‘Classical Philosophy: Collected Papers, Volume 3: Plato’s Ethics’ edited by Terence Irwin

Published by Garland Publishing in 1995.


This exceptional book examines and explains Plato’s answer to the normative question, “How ought we to live?” It discusses Plato’s conception of the virtues; his views about the connection between the virtues and happiness; and the account of reason, desire, and motivation that underlies his arguments about the virtues. Plato’s answer to the epistemological question, “How can we know how we ought to live?” is also discussed. His views on knowledge, belief, and inquiry, and his theory of Forms, are examined, insofar as they are relevant to his ethical view.

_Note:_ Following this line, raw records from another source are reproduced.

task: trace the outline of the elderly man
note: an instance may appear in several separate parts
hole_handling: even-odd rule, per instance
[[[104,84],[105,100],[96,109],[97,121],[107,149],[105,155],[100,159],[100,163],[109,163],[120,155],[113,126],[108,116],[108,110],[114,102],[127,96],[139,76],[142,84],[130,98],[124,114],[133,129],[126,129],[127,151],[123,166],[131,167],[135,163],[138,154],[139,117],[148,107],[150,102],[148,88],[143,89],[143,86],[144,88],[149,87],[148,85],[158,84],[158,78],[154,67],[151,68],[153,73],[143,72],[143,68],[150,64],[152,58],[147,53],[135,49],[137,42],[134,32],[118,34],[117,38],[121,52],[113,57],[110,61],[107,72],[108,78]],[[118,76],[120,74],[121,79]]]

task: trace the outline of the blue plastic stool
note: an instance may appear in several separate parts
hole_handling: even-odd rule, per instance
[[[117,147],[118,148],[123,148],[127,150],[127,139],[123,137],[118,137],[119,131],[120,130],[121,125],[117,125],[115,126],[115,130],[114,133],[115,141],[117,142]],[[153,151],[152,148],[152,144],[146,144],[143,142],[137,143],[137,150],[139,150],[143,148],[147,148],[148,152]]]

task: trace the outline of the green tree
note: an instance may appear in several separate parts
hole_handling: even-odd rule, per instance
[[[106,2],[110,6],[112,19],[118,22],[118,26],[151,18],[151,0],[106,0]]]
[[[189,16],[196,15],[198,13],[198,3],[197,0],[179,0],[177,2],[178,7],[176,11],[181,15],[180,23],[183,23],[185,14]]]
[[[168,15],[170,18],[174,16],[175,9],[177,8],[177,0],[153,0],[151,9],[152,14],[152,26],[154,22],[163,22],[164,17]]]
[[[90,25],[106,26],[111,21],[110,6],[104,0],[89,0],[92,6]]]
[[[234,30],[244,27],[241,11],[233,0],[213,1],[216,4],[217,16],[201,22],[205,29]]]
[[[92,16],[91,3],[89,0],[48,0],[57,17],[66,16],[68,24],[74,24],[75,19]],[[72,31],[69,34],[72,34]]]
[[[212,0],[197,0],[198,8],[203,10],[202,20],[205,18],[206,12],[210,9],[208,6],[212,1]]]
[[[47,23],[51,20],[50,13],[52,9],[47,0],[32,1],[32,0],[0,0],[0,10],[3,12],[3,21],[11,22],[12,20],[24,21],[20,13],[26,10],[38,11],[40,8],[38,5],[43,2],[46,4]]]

Terence Irwin traces the development of Plato’s moral philosophy, from the Socratic dialogues to its fullest exposition in the Republic. Plato’s Ethics discusses Plato’s reasons for abandoning or modifying some aspects of Socratic ethics, and for believing that he preserves Socrates’ essential insights. A brief and selective discussion of the Statesmen, Philebus, and Laws is included. Replacing Irwin’s earlier Plato’s Moral Theory (Oxford, 1977), this book gives a clearer and fuller account of the main questions and discusses some recent controversies in the interpretation of Plato’s ethics. It does not presuppose any knowledge of Greek or any extensive knowledge of Plato.

Table of Contents

The Unity of Plato’s Thought: Ethics by Paul Shorey

Plato’s Republic: The Argument with Thrasymachus by H. W. B. Joseph
Glaucon’s Challenge by Christopher A. Kirwan
Plato’s Utilitarianism by Henry Sidgwick and John Grote
The Classification of Goods in Plato’s Republic by Nicholas White

Plato’s Theory of Human Motivation by John M. Cooper
Plato’s Division of the Soul by Michael Woods
Plato and Davidson: Parts of the Soul and Weakness of the Will by Terrence M. Penner

Plato and Common Morality by Julia Annas
Reason and Justice in Plato’s Republic by Richard Kraut
The Psychology of Justice in Plato by John M. Cooper
Some Implications of a Passage in Plato’s Republic by M. B. Foster
The Rulers’ Choice by Nicholas White
Egoism, Love, and Political Office in Plato by Richard Kraut
The Good of Others in Plato’s Republic by Sarah Waterlow

The Theory of Social Justice in the Polis in Plato’s Republic by Gregory Vlastos
Was Plato a Feminist? by Gregory Vlastos

Plato’s Theory of Human Good in the Philebus by John M. Cooper
The Demiurge in Politics: The Timaeus and the Laws by Glenn R. Morrow
The Socratic Paradoxes in Plato’s Laws by Trevor J. Saunders
Plato on the Causes of Wrongdoing in the Laws by Jean Roberts

Terence Irwin is a scholar and philosopher specializing in ancient Greek philosophy and the history of ethics (i.e. the history of Western moral philosophy in ancient, medieval, and modern times).

Since 2007, he has been the Professor of Ancient Philosophy at the University of Oxford, and Fellow of Keble College, Oxford. From 1975 until 2007, he was at Cornell University, where he has been Susan Linn Sage Professor of Philosophy and Humane Letters (from 1995), Professor of Classics (from 1992), and Professor of Philosophy (from 1982). Previously, he was Assistant Professor of Philosophy at Harvard University (1972-1975). He is a member of the American Academy of Arts and Sciences.